Chapter 11 Cluster Analysis

These notes are primarily taken from studying DataCamp courses Cluster Analysis in R and Unsupervised Learning in R, AIHR, UC Business Analytics R Programming Guide, and PSU STAT-505.

Cluster analysis is a data exploration (mining) tool for dividing features into clusters, distinct populations with no a priori defining characteristics. The goal is to describe those populations with the observed data.
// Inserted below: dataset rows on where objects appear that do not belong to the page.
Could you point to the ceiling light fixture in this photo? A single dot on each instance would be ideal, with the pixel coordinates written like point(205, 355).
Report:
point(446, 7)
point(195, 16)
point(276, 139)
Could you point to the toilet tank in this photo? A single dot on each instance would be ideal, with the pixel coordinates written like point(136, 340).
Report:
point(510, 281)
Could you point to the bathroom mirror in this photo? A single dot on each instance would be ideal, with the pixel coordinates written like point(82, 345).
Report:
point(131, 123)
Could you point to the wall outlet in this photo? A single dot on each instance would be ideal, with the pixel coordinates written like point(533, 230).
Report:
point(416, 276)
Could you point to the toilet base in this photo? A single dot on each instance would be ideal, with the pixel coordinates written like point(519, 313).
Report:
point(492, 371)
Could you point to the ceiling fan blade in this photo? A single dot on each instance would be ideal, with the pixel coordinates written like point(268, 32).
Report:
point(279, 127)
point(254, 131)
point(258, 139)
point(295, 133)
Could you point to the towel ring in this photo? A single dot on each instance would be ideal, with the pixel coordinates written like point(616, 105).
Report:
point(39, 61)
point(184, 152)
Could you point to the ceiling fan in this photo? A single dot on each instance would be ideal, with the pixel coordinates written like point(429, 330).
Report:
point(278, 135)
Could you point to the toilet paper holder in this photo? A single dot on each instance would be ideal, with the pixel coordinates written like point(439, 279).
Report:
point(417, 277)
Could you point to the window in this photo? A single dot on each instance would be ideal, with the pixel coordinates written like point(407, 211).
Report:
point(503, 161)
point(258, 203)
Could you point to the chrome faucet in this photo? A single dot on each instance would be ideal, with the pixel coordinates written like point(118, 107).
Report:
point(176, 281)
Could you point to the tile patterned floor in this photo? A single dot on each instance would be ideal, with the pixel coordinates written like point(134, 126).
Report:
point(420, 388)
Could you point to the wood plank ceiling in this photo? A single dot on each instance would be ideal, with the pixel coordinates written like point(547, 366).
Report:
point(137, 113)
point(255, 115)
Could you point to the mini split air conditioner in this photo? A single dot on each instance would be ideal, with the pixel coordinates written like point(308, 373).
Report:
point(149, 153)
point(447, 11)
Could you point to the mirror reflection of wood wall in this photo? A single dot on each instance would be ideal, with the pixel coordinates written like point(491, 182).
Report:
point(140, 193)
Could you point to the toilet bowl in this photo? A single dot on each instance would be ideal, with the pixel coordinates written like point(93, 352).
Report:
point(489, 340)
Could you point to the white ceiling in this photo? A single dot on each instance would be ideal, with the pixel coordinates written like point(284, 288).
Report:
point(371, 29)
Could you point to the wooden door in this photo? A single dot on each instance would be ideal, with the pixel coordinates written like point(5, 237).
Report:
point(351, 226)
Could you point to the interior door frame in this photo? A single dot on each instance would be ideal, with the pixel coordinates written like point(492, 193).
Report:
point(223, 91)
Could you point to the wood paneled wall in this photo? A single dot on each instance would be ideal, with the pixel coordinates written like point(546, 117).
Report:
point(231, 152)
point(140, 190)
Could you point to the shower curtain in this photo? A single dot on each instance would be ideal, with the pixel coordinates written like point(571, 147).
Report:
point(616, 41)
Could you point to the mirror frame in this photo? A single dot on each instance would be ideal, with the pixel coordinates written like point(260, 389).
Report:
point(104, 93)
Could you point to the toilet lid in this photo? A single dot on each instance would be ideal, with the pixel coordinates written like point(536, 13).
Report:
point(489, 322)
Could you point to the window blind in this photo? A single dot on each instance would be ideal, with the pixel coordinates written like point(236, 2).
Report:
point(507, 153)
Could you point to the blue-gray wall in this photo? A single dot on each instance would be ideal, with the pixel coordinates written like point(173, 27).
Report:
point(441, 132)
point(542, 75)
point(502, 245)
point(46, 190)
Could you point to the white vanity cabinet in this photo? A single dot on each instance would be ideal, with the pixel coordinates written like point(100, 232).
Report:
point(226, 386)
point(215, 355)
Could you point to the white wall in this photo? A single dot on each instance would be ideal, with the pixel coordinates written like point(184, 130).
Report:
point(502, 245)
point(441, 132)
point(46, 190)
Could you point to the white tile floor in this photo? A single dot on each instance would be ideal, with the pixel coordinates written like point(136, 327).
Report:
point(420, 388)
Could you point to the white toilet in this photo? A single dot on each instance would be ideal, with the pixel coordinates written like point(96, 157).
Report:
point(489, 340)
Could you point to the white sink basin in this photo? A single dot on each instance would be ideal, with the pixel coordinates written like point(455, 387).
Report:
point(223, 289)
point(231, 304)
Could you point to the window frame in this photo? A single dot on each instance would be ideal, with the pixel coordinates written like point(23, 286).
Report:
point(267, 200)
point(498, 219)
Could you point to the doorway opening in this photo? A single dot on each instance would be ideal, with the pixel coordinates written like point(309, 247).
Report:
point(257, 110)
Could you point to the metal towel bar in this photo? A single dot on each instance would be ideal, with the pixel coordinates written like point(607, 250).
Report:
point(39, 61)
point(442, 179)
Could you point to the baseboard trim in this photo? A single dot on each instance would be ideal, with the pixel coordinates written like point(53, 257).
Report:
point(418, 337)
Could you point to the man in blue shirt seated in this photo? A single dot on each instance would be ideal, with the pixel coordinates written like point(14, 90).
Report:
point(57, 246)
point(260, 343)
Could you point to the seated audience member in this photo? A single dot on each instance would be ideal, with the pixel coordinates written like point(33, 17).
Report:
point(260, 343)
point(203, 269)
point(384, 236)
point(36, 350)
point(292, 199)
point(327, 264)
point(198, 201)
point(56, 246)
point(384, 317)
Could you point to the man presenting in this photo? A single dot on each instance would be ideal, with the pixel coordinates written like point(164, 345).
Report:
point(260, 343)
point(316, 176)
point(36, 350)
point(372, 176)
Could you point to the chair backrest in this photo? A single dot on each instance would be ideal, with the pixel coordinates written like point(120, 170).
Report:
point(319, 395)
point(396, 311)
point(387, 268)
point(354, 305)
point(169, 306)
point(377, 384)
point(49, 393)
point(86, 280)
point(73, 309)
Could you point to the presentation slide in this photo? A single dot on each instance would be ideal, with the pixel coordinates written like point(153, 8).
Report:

Popular uses of clustering are audience segmentation, creating personas, detecting anomalies, and pattern recognition in images.

There are two common approaches to cluster analysis.

  • Agglomerative hierarchical algorithms start by defining each data point as a cluster, then repeatedly combine the two closest clusters into a new cluster until all data points are merged into a single cluster.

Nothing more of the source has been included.